No obstante, al margen de esos extremos persecutorios, la autocrítica, en primera instancia, debe ser una disposición de las personas, y más de las personas que ejercen algún poder, para admitir sus errores cuando los han cometido para su posterior corrección.
Según los especialistas en psicología, la autocrítica permite un mayor conocimiento de la persona, de sus verdaderas habilidades, al mismo tiempo que mejora su calidad de vida y las relaciones interpersonales en un ambiente de trabajo, la familia, el aula de estudio y cualquier espacio en el que se tenga que convivir con individuos que realicen actividades similares o que pertenezcan a alguna línea jerárquica.
La psicología distingue dos tipos de autocrítica, la positiva y la negativa. La primera es la autocrítica constructiva, la que sirve para algo positivo. La que permite avanzar, aprender de los errores, mejorar y en definitiva que empuja a crecer, bajo la premisa de que “rectificar es de sabios”
La autocrítica constructiva señala aquello que se ha realizado mal, pero se asume y se afronta de una manera que permita construir y alcanzar los objetivos planteados. En la autocrítica constructiva el lenguaje es descriptivo; describe una conducta, evitando juzgar, criticar, culpabilizar, avergonzar y rumiar en relación a la persona y además se generan posibles alternativas diferentes para aportar soluciones.

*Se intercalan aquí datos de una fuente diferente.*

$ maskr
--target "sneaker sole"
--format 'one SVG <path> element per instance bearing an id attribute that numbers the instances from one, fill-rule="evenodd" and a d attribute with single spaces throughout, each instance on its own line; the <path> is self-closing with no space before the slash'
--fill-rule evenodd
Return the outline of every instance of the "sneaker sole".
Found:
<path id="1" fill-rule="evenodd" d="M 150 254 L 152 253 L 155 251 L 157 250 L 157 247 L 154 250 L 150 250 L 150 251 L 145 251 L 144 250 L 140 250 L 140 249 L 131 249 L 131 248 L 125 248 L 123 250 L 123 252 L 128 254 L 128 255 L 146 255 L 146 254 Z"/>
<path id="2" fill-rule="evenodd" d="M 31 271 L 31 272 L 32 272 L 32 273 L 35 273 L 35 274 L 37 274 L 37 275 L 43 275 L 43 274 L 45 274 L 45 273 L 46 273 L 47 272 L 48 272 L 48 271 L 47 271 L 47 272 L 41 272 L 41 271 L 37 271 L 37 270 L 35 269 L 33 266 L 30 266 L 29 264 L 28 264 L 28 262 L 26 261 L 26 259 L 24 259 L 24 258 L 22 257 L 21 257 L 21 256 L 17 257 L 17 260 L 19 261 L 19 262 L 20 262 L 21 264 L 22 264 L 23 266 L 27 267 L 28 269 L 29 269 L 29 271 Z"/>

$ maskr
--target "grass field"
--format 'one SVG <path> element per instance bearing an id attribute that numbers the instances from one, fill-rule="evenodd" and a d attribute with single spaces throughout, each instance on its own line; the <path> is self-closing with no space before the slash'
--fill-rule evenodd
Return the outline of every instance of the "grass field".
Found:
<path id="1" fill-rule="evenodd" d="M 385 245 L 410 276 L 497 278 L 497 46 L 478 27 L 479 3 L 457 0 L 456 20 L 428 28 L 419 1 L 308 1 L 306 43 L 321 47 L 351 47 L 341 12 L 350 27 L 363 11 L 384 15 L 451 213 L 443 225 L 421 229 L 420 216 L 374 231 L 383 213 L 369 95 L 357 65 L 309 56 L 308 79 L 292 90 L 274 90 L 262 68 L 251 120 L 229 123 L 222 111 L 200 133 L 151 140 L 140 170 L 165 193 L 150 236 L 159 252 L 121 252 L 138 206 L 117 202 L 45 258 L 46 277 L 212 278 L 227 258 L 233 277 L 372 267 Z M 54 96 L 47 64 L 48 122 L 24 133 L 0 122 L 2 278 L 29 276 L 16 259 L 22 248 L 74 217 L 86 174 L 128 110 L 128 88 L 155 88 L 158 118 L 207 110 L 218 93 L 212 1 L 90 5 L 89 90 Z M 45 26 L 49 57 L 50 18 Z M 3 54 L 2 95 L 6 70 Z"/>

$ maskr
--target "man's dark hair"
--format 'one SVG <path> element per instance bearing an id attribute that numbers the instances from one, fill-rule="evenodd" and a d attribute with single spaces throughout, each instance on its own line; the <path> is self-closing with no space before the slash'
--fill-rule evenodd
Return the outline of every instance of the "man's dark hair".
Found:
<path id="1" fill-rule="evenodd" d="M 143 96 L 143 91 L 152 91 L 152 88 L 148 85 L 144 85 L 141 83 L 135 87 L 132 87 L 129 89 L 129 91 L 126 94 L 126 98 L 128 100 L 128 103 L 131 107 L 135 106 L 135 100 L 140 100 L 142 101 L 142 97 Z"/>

Las personas con una autoestima sana y fuerte son capaces de hacer este tipo de autocrítica cuando han cometido un error o cuando se han equivocado. Es un síntoma de madurez mental.
De ahí que sería importante para el avance de la cultura política mexicana y veracruzana en particular, que la práctica de la autocrítica permeara entre quienes ejercen algún tipo de autoridad y toman decisiones públicas que a la postre afectan a miles o millones de ciudadanos.
A final de cuentas, siempre es preferible una autocrítica a tiempo, como un ejercicio interno para corregir desviaciones, excesos u omisiones en la toma de decisiones públicas, antes que la crítica venga de afuera, de los grupos opositores, de los medios de comunicación – en pleno ejercicio de sus derechos constitucionales a la libertad de expresión - o de los organismos de rendición de cuentas que obliguen a los actores políticos a corregirlos.